Etre édité dans la collection La Pléiade des éditions Gallimard était jusqu’à présent, pour les gens des Lettres, une forme de panthéonisation. La prestigieuse maison d’édition semble aujourd’hui à la recherche de débouchés moins élitistes. Peut-être au risque de perdre son aura d’excellence. Ce qui ne serait sans doute pas le cas si elle épousait mieux les tendances de notre époque et faisait une meilleure place aux écrivaines, aux auteures, bref, aux femmes.

Qui apprécie vraiment Kessel ne peut que se réjouir de son entrée dans la collection La Pléiade. On a trop souvent réduit son œuvre à celle d’un auteur pour la jeunesse (Le Petit âne blanc, Le Lion). Le Lion est certes lu au collège, mais l’ouvrage éblouit encore en dehors du public scolaire, au point de représenter le quart des ventes romanesques annuelles chez Gallimard. A cause de sa vie privée tumultueuse, des aspects « hooligans » de sa personnalité (comme disait son cousin Georges Lesk) et de ses reportages, on n’a voulu voir chez lui que l’esprit d’aventure. En fait, comme l’indique l’universitaire Serge Linkes dans son entretien avec Macha Séry du Monde, ce qui fait le lien entre tous les aspects de son œuvre c’est la qualité littéraire de l’écriture kessélienne, le défi sans cesse relevé d’évoquer le monde et les âmes par le pouvoir des mots. Certes, sa carrière de romancier s’ouvre avec L’Equipage (1923) et les aventures des aviateurs de la Grande Guerre. Mais la mort du capitaine Maury relève bien de la tragédie. Son œuvre se clôt par Les Cavaliers (1967) et l’aventure afghane, mais où n’est pas exclu un voyage initiatique. Et le récit de sa jeunesse dans Les Temps sauvages (1975) est d’un mémorialiste rarement égalé. La place de celui qu’un proche me désignait comme « l’écrivain de l’émotion » est bien marquée à La Pléiade.

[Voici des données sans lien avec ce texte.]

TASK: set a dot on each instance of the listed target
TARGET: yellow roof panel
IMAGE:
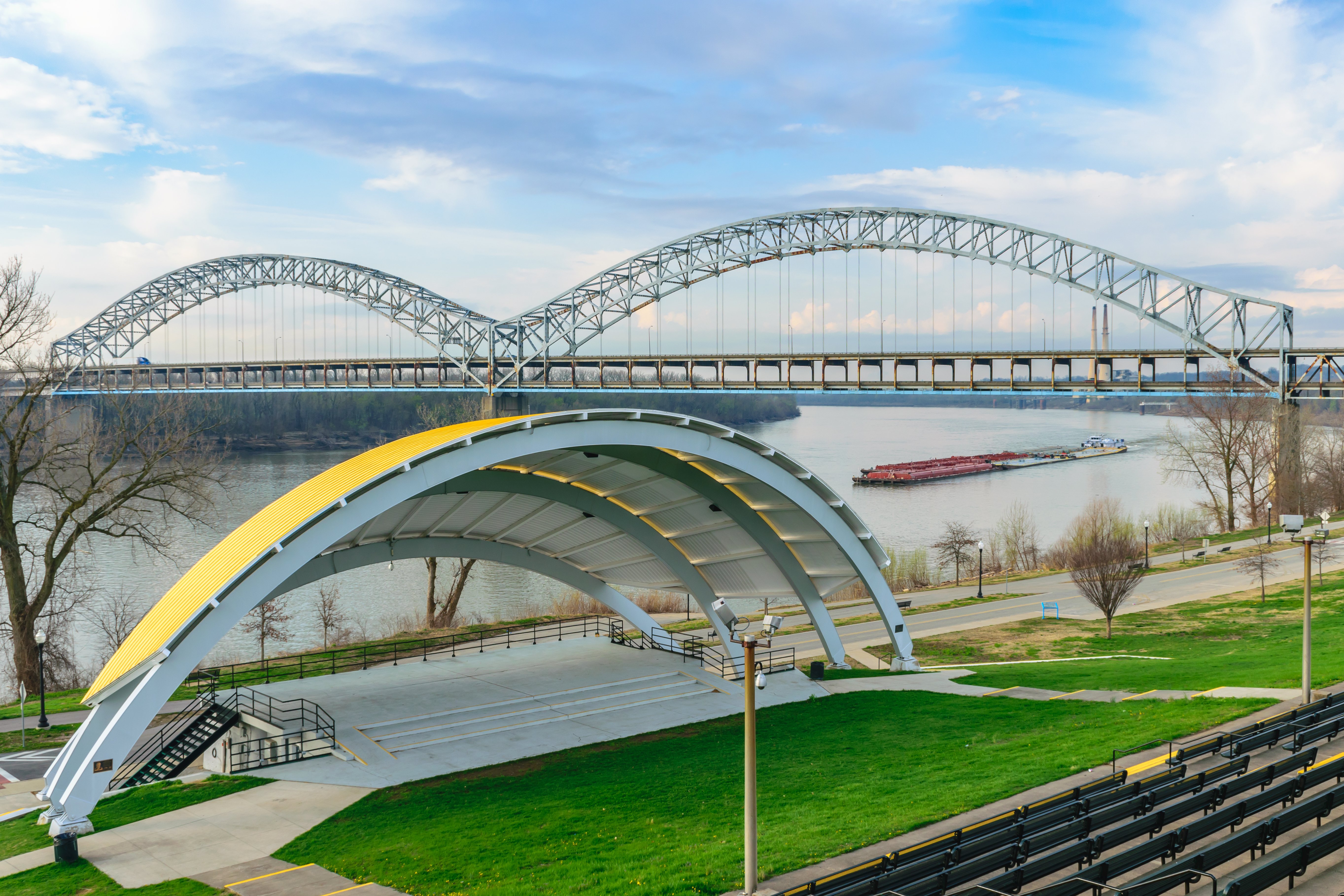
(257, 535)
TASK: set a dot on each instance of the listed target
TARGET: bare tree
(113, 616)
(953, 549)
(1021, 538)
(1258, 563)
(1214, 450)
(331, 617)
(121, 467)
(443, 610)
(269, 622)
(1100, 550)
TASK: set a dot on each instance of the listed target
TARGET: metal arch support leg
(812, 503)
(742, 514)
(601, 508)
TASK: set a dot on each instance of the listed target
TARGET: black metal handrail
(162, 738)
(706, 654)
(310, 666)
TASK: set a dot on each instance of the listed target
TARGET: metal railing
(298, 719)
(706, 654)
(326, 663)
(315, 734)
(166, 735)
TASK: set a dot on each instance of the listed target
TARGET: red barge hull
(933, 469)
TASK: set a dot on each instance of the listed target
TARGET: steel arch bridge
(525, 352)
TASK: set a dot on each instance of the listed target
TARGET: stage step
(413, 733)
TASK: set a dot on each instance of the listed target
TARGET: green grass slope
(662, 813)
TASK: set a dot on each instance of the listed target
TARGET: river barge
(972, 464)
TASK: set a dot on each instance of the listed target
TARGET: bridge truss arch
(1179, 306)
(455, 331)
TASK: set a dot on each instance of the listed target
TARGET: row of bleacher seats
(1318, 721)
(1017, 845)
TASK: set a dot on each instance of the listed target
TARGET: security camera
(725, 613)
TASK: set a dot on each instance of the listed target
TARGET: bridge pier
(504, 405)
(1288, 484)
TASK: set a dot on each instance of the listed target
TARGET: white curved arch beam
(261, 555)
(471, 549)
(132, 318)
(1183, 307)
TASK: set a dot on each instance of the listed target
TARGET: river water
(834, 441)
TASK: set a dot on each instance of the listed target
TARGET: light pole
(1307, 622)
(749, 820)
(42, 682)
(980, 589)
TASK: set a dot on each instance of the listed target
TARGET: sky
(502, 152)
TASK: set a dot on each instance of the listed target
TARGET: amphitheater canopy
(593, 499)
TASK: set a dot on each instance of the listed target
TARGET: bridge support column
(504, 405)
(1288, 480)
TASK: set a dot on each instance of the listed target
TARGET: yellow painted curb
(271, 875)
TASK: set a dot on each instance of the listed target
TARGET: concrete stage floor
(423, 719)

Il y a bien quelques femmes dans la grande collection de Gallimard, telle Colette, la « Grande Colette » comme certains l’appellent, dont La Pléiade consacre la personnalité forte, protéiforme et l’œuvre de grande qualité par la justesse et la puissance d’évocation de son verbe. Qu’elle ait eu une vie affective tumultueuse, qu’elle fut danseuse de music-hall n’enlèvent rien à son œuvre. Elle a aussi collaboré avec Maurice Ravel pour L’Enfant et les sortilèges. A condition de ne pas faire de l’auteure des Claudine une feuilletoniste ou une régionaliste (Les Vrilles de la vigne). Ses écrits partent, comme chez Kessel, d’expériences vécues (La Chatte, Sido, Le Blé en herbe), mais elle possédait bien son métier, ce que conforta son expérience de journaliste. Entrée à l’académie Goncourt en 1943, elle écrivit pour Elle, Marie-Claire. Directrice littéraire du grand quotidien Le Matin, elle conseilla d’épurer son style à un débutant, un certain Georges Simenon. Et puis, la scandaleuse se fit mondaine, puis respectable. Mariée, officier de la Légion d’Honneur, elle eut droit à des obsèques nationales et elle a été « pléiadisée » !

Mais une place dans La Pléiade pourrait être aussi celle de bien des auteures. Selon les recherches de M.A. Hoffmann, peu de femmes ont été « panthéonisées » sur papier bible. Pourquoi La Pléiade n’accueillerait pas des auteures telle Maryse Condé dont la saga Ségou évoque l’histoire des contrées de la grande boucle du Niger avec un souffle, un sens de la vie que pourraient lui envier bien des confrères masculins. Et, entre autres, pourquoi ne pas consacrer Béatrice Beck, romancière et poétesse. Prix Goncourt 1952 pour Léon Morin prêtre, Grand prix du roman de l’Académie française en 1997, poète de L’Enfant chat et Guidées par le rouge. Elle conte ses souvenirs dans Confidences d’une gargouille.

Bien sûr, chacun a son panthéon littéraire. Mais après tout, voilà quelques vœux de lecteurs (et lectrices).